Вильгельм и Папуасы

    Фридрих Вильгельм дал мне энергичный и одобрительный отчёт о том, как немецкий колонист недалеко от Гербертсхёэ положил конец набегам на свои грядки батата, посадив на каждом угловом столбе ограды «кучерявых» голов папуасов, которые были застрелен во время побега с сочными клубнями, заканчивая догматическим утверждением, что единственный способ справиться с черным человеком - это «обескровить его».

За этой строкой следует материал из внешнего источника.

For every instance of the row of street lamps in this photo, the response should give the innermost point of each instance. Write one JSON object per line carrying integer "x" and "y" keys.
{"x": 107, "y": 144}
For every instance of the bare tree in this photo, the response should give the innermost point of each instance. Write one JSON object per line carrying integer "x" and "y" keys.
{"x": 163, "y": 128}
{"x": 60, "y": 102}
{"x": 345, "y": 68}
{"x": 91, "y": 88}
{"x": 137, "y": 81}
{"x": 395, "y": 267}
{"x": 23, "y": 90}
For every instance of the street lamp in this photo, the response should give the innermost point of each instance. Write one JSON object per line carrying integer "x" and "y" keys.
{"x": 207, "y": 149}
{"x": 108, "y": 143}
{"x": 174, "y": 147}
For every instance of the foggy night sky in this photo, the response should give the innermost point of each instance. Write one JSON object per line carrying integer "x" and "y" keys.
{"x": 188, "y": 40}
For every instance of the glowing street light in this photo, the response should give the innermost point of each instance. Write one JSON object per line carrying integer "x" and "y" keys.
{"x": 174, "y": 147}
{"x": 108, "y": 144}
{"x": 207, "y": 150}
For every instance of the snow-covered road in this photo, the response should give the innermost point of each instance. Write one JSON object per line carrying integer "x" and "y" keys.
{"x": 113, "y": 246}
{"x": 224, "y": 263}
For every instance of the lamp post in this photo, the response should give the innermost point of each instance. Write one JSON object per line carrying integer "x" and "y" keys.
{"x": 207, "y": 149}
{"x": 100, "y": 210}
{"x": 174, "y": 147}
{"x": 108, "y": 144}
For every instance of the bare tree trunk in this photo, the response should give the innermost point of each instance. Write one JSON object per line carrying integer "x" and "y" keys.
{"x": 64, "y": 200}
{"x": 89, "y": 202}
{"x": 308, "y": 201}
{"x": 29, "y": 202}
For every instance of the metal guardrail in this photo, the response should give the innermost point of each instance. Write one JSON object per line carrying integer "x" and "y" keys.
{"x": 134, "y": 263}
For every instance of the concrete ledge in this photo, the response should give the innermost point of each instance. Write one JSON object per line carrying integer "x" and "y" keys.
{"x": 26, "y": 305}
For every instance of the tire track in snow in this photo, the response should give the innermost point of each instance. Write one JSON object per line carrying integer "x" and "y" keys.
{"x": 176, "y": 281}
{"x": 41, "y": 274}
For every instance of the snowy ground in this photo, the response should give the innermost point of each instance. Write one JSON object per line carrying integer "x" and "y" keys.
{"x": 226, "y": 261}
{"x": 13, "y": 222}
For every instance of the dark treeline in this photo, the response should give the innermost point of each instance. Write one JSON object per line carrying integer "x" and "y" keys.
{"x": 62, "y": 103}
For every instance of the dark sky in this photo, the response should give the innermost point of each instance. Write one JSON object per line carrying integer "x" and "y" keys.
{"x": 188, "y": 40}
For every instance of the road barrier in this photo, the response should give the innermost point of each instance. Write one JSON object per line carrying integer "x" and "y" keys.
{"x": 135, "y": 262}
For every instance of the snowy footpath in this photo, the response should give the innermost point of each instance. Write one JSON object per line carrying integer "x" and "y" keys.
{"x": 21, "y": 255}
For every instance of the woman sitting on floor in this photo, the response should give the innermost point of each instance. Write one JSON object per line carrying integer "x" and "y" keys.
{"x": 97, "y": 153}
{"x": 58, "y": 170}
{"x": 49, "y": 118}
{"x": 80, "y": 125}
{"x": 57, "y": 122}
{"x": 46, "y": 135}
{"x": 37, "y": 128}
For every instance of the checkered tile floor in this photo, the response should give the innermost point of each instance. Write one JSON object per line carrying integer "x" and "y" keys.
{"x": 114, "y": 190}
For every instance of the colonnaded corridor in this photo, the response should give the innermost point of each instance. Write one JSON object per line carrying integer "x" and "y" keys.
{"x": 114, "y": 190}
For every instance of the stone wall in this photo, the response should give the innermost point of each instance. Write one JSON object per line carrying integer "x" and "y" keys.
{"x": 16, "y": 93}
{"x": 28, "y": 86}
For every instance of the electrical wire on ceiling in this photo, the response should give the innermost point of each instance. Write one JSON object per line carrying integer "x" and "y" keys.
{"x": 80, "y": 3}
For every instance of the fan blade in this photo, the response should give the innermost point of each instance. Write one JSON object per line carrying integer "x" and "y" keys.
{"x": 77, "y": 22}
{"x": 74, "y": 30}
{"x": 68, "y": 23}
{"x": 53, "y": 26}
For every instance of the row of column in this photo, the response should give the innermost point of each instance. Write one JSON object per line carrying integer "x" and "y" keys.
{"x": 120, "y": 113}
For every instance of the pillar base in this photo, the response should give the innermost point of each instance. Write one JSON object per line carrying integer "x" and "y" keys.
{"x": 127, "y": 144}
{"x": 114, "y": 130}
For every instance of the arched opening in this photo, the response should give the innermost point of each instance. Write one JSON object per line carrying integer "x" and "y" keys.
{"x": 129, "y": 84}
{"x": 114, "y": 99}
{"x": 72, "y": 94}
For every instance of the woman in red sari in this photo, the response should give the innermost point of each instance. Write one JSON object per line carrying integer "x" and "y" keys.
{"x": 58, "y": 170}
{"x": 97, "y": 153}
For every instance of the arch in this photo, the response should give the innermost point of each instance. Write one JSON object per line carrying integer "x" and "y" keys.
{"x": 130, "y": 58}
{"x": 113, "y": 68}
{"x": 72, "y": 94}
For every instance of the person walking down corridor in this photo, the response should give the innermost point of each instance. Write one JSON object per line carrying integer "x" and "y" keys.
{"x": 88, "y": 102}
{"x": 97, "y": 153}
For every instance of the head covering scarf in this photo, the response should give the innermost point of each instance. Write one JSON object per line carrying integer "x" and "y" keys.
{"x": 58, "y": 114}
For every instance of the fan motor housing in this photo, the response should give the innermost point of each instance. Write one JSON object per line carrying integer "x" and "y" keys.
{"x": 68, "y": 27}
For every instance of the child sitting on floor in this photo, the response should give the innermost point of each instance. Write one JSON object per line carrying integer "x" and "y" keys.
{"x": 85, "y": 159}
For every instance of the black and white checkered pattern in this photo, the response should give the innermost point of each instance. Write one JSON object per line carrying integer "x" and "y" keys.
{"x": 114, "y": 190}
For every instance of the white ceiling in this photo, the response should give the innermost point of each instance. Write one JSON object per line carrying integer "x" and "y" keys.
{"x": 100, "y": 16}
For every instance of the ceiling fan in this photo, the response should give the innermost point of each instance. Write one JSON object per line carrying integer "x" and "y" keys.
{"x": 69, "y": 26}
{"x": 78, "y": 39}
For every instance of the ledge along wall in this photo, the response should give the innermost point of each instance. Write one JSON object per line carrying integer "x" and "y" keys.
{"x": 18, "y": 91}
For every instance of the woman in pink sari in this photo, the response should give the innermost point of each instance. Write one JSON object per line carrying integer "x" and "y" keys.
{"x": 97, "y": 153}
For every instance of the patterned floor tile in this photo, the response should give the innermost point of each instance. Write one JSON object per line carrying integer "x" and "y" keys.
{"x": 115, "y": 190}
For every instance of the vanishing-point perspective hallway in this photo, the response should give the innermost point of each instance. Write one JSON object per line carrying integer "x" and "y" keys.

   Я имел наглость ответить, что, судя по тому, что я видел, чем больше «старый X.» продолжал забывать то, что, как ему казалось, он знал о обращении с папуасами, тем лучше это было бы для немецких колониальных перспектив в Новой Гвинее, и, поскольку следствие повергло моего королевского следователя в очередной приступ хандры. Справедливо будет сказать, что «вмешательство», в отношении которого кронпринц так безответственно подвергал резкой критике, на самом деле состояло из мер, рассчитанных в некоторой степени — но лишь в незначительной степени — на смягчение жестоких репрессий по отношению к туземцам, которые характеризовали немецкую администрацию Новой Гвинеи с самого начала. начало. Единственным ярким пятном в краткой, но кровавой летописи немецкой заморской колонизации был шести- или восьмилетний режим широко мыслящего и гуманного доктора Зольфа — нынешнего министра по делам колоний — на Самоа. Этот крошечный и сравнительно незначительный аванпост на Тихом океане был единственной тевтонской колонией, в которой я обнаружил, что к туземцам относились со всем, что приближалось к гуманному уважению, с которым к ним столь повсеместно относились англичане и французы. Доктор Зольф вполне может быть, как иногда намекают из Голландии, надеждой тех консервативных и интеллигентных немцев, которые, как известно, молча работают для возрождения и «расрусификации» Отечества после войны.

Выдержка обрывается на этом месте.